The UK’s Higher Education and Research Bill has been passed and it represents the biggest shake up since the 1960s. Proposed in May 2016, the new law was passed last 27th April after PM Theresa May announced a snap general election. The House of Lords significantly opposed the legislation and the prime minister had been pressured to change her stance.
In the last month, the bill was passed back and forth between the House of Lords and House of Commons. The announcement of the snap general election accelerated the negotiations of the House of Lords and MPs. The legislation would have to be abandoned if it wasn’t passed before parliament on 3rd May.
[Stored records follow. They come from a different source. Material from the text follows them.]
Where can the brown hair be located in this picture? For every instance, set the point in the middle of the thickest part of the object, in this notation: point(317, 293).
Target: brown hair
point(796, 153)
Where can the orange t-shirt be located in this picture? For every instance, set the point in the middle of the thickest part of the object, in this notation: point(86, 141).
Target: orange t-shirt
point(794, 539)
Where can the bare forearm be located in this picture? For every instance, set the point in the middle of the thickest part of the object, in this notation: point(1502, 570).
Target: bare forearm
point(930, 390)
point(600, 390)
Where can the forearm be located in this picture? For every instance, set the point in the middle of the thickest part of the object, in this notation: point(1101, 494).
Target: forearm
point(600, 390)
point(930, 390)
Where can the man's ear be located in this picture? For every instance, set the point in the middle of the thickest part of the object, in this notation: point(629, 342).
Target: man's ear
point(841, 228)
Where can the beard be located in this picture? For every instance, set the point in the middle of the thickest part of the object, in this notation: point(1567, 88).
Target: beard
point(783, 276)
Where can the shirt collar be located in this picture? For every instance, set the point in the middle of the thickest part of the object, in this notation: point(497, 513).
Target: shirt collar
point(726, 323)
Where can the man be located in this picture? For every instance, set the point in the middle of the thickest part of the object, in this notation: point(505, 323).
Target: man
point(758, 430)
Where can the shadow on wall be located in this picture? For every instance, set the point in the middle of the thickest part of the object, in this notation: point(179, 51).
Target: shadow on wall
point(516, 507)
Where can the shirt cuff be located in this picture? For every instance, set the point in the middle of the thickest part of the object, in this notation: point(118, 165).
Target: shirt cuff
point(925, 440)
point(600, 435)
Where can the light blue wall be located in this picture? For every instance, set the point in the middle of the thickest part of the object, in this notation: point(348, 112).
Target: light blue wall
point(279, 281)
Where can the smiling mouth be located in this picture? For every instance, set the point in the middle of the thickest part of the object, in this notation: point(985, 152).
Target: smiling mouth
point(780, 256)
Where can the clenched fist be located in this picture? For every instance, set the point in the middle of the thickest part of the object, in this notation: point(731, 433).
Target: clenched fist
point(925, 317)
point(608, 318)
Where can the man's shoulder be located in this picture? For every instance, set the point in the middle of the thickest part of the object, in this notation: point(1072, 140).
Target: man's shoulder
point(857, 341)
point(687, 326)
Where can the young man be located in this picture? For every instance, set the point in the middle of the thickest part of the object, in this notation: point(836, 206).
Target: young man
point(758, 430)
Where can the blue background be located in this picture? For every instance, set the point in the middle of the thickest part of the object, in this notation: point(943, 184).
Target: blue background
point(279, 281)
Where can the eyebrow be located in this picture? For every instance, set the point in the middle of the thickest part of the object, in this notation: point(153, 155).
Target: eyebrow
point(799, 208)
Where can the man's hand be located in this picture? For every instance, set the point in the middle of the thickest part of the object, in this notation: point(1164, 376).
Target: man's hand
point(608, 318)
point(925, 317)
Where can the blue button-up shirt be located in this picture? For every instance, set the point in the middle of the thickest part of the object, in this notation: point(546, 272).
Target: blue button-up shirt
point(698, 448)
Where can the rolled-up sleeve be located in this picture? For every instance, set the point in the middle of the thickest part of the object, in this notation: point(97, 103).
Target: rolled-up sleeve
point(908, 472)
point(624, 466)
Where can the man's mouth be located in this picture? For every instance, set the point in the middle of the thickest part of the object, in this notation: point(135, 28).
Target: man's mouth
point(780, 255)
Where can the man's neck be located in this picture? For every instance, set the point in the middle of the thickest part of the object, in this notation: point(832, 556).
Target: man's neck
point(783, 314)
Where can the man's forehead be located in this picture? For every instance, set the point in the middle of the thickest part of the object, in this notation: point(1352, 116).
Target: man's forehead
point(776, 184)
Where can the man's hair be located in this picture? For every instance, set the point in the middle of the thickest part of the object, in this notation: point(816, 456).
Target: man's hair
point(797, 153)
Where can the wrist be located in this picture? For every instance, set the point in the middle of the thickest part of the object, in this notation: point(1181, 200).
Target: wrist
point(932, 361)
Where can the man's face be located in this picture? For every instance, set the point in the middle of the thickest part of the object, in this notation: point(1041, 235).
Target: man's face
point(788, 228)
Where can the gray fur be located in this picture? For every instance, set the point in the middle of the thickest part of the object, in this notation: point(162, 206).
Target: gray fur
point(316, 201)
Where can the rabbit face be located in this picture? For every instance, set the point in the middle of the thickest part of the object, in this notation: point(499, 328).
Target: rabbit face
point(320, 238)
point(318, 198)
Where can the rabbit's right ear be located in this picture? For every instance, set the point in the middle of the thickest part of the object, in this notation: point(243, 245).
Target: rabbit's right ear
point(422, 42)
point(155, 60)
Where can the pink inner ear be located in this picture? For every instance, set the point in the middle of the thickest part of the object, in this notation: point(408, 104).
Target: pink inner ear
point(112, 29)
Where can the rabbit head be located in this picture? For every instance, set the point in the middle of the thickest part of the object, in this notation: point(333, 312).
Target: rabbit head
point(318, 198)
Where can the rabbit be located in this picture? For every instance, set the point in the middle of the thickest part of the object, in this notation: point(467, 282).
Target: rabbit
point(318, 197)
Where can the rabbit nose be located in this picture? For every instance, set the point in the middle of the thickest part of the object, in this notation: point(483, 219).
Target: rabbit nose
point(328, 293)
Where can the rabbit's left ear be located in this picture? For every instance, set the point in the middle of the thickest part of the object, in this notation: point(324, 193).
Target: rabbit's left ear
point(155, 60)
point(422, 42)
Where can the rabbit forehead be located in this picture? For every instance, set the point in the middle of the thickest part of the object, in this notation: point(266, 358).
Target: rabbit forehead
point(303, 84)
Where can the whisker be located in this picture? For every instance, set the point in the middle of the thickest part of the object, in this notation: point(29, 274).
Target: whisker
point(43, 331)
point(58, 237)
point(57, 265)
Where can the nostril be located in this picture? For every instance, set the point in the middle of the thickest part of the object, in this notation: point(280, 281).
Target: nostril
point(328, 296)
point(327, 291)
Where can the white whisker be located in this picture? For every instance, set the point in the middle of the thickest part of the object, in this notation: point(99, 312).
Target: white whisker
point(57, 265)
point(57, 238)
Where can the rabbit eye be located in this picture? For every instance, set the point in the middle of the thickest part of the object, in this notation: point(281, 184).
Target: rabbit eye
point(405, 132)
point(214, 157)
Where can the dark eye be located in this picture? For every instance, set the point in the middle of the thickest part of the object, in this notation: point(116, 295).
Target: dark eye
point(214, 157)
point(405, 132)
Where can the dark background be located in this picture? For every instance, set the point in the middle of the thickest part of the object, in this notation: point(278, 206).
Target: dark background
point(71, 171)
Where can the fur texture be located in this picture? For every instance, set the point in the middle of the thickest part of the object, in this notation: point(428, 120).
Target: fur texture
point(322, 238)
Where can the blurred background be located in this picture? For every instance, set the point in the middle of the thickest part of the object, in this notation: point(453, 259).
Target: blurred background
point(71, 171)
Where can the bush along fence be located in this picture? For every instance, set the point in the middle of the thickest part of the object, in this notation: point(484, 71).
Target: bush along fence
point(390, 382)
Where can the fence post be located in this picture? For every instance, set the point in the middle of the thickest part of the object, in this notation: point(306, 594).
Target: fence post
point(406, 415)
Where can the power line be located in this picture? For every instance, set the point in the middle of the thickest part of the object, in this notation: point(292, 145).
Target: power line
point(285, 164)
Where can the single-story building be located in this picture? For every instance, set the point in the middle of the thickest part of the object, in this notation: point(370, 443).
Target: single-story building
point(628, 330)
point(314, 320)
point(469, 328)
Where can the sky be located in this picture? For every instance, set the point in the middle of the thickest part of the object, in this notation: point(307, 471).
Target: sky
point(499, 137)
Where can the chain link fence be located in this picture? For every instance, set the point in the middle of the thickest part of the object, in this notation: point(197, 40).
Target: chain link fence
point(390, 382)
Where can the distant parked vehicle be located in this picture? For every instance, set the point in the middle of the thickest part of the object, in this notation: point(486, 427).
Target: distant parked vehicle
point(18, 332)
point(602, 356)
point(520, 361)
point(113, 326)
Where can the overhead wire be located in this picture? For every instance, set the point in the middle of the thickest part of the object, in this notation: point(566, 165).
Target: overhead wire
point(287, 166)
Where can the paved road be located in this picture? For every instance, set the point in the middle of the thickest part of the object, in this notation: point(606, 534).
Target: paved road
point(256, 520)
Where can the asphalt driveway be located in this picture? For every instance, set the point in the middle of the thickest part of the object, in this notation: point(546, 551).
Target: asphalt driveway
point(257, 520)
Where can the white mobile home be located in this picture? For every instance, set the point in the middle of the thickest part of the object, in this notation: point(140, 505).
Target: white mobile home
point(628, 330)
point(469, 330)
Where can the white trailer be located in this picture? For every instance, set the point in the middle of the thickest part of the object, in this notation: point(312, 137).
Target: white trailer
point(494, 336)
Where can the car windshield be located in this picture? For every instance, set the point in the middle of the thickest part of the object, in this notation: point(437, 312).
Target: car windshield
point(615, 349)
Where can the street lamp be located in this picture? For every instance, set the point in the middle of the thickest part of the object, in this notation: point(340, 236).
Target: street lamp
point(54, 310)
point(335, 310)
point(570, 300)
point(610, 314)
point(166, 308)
New Higher Education and Research Bill
When HERB was proposed in 2016, it drew debates among university leaders and scientists mainly for the new funding process. Different research-funding organisations will now be merged into a new centralised agency called UK Research and Innovation (UKRI). This agency will be responsible in the distribution of the £6-billion research budget in 2018. It will be led by Mark Walport, the former chief scientific adviser to the government.
Under the new legislation, a new regulator and funding council called Office for Students (OfS) will be created. This agency will have powers over the use of title university of new institutions and the right to award new degrees. The universities and science minister Jo Johnson explained during the House of Commons the role of this agency. He said: the relevant body will be similar to that of the Quality Assurance Agency for Higher Education’s advisory committee on degree-awarding powers, and the system we are putting in place will build on the QAA’s valuable work over the years.”.
It will also introduce the Teaching Excellence Framework (Tef), which will also link results to university tuition fees. Academics are worried that some of the metrics may not be good measures of teaching quality. In addition, unis may charge higher fees for “accelerated degrees” that can be taken in short timeframes.
For the president of Universities UK, Dame Julia Goodfellow, the passing of the bill is good for higher education. According to her, it will provide “stability during a time of uncertainty.” She added: “We agreed that there was a need for new legislation, but we had concerns about the original draft bill.” She vowed that UUK will continue its efforts “to secure a more progressive immigration regime for staff and students.”